Nevertheless, investors should not miss the fact that the company has failed to make a meaningful profit in every single year since its IPO. The major reason is the fierce competition, which has heated more than ever in the retail sector. Since Groupon decided to direct its business from daily deals to online sales of products, it now has to compete directly with Amazon (AMZN) and Wal-Mart (WMT), which continuously improve the mix of price and delivery speed to their customers. In other words, Groupon has absolutely no moat in its business, as it competes with companies that have much greater financial strength. As a result, after the rapid international expansion that followed its IPO, the company has failed to grow profitably in the last three years.

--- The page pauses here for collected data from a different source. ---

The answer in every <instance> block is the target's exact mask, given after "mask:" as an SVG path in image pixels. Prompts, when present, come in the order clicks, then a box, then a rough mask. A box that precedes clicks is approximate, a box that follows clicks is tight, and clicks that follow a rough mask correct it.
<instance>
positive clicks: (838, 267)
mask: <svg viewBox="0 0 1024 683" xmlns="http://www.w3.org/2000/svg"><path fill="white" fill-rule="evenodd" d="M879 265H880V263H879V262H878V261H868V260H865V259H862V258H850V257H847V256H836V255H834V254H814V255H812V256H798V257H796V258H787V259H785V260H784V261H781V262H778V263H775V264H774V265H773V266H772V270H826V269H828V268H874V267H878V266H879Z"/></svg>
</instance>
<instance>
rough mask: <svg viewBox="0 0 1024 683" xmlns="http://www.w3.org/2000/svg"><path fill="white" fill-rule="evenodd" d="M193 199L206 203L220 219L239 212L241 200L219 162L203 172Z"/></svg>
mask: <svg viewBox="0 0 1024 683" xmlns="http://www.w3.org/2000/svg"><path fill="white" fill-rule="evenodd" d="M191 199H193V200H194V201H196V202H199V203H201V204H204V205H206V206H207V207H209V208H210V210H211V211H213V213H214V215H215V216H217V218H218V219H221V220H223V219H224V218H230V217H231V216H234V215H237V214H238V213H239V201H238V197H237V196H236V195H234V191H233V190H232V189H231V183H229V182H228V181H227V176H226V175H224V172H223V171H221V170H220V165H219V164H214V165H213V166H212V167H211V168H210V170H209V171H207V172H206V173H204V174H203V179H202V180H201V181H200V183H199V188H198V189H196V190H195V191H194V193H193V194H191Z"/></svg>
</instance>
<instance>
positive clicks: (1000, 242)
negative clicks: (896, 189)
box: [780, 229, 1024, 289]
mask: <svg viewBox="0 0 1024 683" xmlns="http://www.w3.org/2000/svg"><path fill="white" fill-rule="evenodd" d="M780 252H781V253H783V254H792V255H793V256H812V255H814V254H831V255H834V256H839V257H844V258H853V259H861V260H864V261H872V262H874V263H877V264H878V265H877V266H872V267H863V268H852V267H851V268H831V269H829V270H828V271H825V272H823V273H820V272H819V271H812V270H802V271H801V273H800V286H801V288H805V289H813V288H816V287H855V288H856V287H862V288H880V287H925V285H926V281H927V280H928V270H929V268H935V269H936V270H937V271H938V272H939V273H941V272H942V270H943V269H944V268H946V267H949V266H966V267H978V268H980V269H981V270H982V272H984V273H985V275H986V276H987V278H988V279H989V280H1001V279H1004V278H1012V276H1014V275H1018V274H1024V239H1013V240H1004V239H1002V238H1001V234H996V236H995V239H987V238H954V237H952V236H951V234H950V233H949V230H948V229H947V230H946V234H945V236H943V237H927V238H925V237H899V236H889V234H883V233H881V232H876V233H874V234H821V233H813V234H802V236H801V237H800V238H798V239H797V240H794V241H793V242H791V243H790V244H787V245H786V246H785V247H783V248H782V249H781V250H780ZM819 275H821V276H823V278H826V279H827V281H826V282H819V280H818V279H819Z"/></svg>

A major point of concern is the persistence of the management to focus on the gross profit, EBITDA and the number of members instead of focusing on the earnings. I have actually been impressed by the focus of the management on only these three metrics and the absence of any guidance regarding the earnings. Buffett has always advised investors to button their wallet whenever they see managements focusing on gross profit or EBITDA. The value of a company and its stock price are certainly determined by its earnings per share, not its gross profit or EBITDA. In fact, the focus on the wrong metrics clearly confirms that the business model of the company cannot make meaningful profits. That's why the stock has lost 80% since its IPO. If the metrics used by the management of Groupon were the ones that mattered, then the stock would have enjoyed a strong rally instead of plunging. Moreover, the focus of the management on the number of customers is reminiscent of the period of the tech bubble, when loss-making companies were focusing on the number of clicks they were attracting.

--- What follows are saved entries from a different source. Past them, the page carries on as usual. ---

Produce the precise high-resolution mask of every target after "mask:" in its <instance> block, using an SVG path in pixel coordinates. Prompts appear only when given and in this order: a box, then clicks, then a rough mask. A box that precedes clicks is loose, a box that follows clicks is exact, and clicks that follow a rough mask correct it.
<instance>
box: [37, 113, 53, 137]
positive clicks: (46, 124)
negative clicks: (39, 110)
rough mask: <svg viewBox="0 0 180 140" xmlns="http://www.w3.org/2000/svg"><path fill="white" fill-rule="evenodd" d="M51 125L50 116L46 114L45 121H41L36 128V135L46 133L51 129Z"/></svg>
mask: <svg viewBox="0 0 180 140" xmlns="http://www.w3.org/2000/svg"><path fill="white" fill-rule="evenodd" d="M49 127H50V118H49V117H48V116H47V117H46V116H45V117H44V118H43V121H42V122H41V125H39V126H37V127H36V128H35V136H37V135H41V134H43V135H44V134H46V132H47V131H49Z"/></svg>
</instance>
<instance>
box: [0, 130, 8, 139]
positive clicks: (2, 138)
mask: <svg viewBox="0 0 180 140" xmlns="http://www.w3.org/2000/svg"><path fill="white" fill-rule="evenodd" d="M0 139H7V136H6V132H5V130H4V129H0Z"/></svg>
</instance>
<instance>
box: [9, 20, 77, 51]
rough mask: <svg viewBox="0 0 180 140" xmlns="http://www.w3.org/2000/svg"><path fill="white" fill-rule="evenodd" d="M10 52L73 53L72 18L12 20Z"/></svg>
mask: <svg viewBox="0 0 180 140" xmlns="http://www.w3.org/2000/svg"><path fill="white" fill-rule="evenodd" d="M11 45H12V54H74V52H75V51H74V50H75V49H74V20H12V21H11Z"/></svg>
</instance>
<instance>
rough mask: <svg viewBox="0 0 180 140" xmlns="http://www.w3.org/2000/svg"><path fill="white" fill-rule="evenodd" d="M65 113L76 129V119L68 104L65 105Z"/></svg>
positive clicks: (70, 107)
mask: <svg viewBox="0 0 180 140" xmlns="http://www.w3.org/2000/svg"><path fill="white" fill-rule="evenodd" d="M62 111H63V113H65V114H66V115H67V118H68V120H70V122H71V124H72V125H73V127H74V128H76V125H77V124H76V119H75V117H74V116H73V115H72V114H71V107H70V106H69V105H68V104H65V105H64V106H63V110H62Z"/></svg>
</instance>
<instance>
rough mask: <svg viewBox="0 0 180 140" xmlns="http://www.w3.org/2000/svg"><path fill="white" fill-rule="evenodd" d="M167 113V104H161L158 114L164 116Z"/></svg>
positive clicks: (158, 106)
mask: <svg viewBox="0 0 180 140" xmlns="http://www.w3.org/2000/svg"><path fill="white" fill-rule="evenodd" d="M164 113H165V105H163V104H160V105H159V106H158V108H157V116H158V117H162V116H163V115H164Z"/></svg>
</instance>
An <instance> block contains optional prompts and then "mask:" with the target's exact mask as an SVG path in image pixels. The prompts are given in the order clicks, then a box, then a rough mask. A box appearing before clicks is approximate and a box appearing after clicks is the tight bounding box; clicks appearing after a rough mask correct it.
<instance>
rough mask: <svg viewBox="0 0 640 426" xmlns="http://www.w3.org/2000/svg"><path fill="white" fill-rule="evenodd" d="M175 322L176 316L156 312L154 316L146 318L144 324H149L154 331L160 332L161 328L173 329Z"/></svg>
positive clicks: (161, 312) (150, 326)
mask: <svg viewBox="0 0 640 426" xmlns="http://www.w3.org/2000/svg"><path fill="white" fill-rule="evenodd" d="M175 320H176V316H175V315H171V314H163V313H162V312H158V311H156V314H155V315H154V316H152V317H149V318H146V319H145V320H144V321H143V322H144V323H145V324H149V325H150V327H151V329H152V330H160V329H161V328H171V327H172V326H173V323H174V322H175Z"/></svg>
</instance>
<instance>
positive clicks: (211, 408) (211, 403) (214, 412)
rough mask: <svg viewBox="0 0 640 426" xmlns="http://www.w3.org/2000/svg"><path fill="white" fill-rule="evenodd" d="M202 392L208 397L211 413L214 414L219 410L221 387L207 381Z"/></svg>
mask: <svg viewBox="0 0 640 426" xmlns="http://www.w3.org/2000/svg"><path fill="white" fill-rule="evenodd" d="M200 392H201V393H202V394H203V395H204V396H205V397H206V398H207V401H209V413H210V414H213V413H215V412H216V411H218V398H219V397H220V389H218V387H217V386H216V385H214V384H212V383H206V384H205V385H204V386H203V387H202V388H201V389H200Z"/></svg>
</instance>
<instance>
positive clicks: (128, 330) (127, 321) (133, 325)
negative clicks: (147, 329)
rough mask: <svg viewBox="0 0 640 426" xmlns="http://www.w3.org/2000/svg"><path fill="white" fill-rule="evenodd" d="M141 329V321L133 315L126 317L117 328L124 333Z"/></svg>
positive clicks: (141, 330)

It is also critical to note that Groupon recently changed its business model, from a coupon site to an extensive marketplace with numerous products. While that shift was obligatory for the survival of the company, investors should keep in mind that the company essentially changed field, from a niche market it had expertise in to a highly competitive retail market. When a company completely changes its business model after failing in its initial market, it waves an alarming red flag to investors because it no longer has the edge it had in the first place.

It is also remarkable that the management of Groupon has rewarded itself with an excessive amount of shares in the last few years. More specifically, it rewarded itself with shares worth $472 M in the 4-year period 2013-2016 and thus offset about 60% of the share repurchases it executed during that period. As the company has failed to make a meaningful profit and its stock has collapsed since its IPO, it is certainly unacceptable that the management rewards itself in such an extreme way, at the expense of the shareholders.

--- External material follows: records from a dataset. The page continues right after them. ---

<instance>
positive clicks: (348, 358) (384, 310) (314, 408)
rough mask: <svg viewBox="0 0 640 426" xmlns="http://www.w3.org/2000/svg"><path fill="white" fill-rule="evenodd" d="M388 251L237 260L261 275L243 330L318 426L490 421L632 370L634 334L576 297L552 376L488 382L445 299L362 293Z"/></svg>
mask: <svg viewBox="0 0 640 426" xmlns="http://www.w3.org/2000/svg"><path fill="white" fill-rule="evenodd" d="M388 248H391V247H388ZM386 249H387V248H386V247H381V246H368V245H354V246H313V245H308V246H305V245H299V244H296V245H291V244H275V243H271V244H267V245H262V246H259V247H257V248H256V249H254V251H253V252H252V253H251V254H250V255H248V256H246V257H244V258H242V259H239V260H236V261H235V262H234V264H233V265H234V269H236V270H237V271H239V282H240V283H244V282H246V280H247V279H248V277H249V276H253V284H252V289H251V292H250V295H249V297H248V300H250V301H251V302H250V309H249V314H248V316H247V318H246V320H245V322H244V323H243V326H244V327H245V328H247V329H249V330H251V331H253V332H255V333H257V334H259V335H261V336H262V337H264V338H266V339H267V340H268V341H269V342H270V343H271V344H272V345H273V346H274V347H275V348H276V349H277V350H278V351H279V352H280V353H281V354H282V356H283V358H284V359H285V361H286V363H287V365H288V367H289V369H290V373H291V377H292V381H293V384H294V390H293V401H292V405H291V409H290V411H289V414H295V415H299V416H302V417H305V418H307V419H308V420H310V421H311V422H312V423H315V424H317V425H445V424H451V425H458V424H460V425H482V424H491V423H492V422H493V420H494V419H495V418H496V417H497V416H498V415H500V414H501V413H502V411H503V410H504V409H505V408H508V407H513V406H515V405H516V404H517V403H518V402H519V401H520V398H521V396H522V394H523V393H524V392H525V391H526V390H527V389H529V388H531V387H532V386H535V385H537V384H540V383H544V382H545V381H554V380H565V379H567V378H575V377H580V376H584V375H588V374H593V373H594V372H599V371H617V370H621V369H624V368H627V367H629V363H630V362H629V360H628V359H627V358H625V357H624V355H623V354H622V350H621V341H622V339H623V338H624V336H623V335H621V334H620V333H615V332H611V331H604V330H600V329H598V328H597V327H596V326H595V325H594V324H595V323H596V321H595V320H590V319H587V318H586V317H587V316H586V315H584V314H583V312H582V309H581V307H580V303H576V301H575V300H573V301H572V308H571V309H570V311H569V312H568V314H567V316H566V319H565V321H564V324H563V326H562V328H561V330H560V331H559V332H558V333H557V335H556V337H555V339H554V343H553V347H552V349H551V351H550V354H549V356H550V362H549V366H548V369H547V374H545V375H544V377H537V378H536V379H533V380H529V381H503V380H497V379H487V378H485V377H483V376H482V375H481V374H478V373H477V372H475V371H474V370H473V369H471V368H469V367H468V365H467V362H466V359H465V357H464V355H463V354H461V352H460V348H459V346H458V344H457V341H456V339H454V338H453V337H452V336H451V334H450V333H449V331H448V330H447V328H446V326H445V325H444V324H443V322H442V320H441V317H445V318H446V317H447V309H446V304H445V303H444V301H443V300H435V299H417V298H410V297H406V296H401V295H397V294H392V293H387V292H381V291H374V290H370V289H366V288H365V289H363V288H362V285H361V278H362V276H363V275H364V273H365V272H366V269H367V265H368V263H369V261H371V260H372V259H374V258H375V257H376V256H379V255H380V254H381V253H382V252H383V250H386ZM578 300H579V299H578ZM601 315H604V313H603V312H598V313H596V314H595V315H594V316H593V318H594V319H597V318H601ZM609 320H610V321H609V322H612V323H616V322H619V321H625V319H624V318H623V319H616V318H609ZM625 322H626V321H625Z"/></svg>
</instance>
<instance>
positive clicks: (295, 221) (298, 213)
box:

The share repurchases have also resulted in a markedly weak balance sheet. While the company had no debt until three years ago, its net debt (as per Buffett, net debt = total liabilities - cash - receivables) has now climbed to $524 M. Given that the company hardly makes any profit, this is obviously a negative development. Moreover, the share repurchases have caused the book value to fall towards zero. Therefore, if the company does not manage to turnaround, it will be greatly exposed to its creditors due to its weak balance sheet.

To sum up, while the debt load of Groupon keeps growing and there are no meaningful earnings, its management continues to focus on its own metrics, i.e., the gross profit, EBITDA and the number of customers. At the same time, it is rewarding itself to the extreme via stock options. Therefore, the stock has too many red flags to be viewed as a long-term holding. Of course the stock may continue to rally in the short term or any time it spreads hopes for a turnaround but investors should view it only as a speculative, high-volatility, risky stock, which is not likely to have a happy end.